Combine Data

Joining the Datasets

We want one master data file that contains data from all of the three sources. We can combine these data files as long as we have a unique, common element between the three. And we do: date. So we will use date as the key to pull our three datasets together.

First read in all your data. Change any file names if necessary.

library(tidyverse)

pge <- read_csv("pge_full_data.csv")
noaa <- read_csv("pdx_daily_noaa.csv")
extreme <- read_csv("pdx_climate_toolbox.csv")

Examine each dataset. Is the date column labeled the same way across all three? Is it the same data format, meaning numerical, character, etc.? We can join datasets so long as the column type is the same, even if they are named differently.

In the pge dataset the date is called period. It is a <date> format. In the noaa dataset the date is called date. It is a <date> format. In the extreme dataset the date is called date. It is a <date> format.

Next, we want to have some expectation of what our data will look like when combined, in order to know if our combine is successful.

See how many rows each dataset has. Are the dates all unique? Use the unique() function nested inside the length() function to find out.

This will look like length(unique(dataset$date_column)).

From using glimpse() or looking at the Environment pane you should see: pge: 2579 rows (3675 after we add the data from 2016-2018); length(unique(pge$period)) = 3675 noaa: 3493 rows; length(unique(noaa$date)) = 3493 extreme: 85891 rows; length(unique(extreme$date)) = 44195

Think

Do these numbers make sense? What length do we expect our combined dataset to be? Using max() or min() on the date columns from each dataset might help you think about it.

The extreme dataset spans a much larger time frame, so both of the smaller datasets will fit into it and we should have a final dataset with 85891 rows.
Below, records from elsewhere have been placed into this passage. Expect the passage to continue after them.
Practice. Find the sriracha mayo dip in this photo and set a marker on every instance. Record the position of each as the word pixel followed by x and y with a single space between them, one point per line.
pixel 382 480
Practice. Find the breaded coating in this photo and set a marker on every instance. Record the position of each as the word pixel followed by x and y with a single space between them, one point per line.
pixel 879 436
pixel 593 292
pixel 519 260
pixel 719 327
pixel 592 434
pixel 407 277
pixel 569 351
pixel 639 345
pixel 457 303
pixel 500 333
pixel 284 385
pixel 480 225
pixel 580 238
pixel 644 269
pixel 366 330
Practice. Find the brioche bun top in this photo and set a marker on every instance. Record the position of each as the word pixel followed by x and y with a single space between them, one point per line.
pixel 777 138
Now let’s combine the data using the full_join() function. This will keep all data from both sets. We can only join two things at a time, so we’ll have to do two joins. For more about joins, see this workshop. The gist is that we use the common value as a key to match up the data. For us, we’ll use the date columns.

full <- pge |>
  full_join(noaa, by = join_by("period" == "date")) |>
  rename(date = period) |>    # date makes more sense than period, so we'll change the name
  full_join(extreme, by = "date")

Examine your dataset. You can use the function select() if you want to move columns around or remove any and rename() if you want to change any column names.

full <- full |>
  select(-Year) |>           # we don't need two year columns
  select(date, year, Month, Day, everything()) |> # move things around so all the date stuff is at beginning
  rename(month = Month,      # consistent capitalization
         day = Day,          # consistent capitalization
         energy = value)     # energy usage column

Note the use of everything() to grab all remaining columns.

Now let’s make a plot to see if our data makes sense. The first one we can do is just a scatterplot to see if temp falls between tmin and tmax. Note how we plot multiple columns on one plot:

ggplot(full, aes(x = date)) +
  geom_point(aes(y = tmax), color = "red", alpha = 0.2) +
  geom_point(aes(y = tmin), color = "blue",  alpha = 0.2) +
  geom_point(aes(y = temp), color = "yellow",  alpha = 0.2) 

So much overlapping data obscures the seasonal patternes, but looks good overall. Our temp data shows up where it should and we can see that our timeline looks correct.

Save the Comined Data

In the same way we saved previous data, save the combined data to a dataset called full_data.csv.

write_csv(full, “full_data.csv”)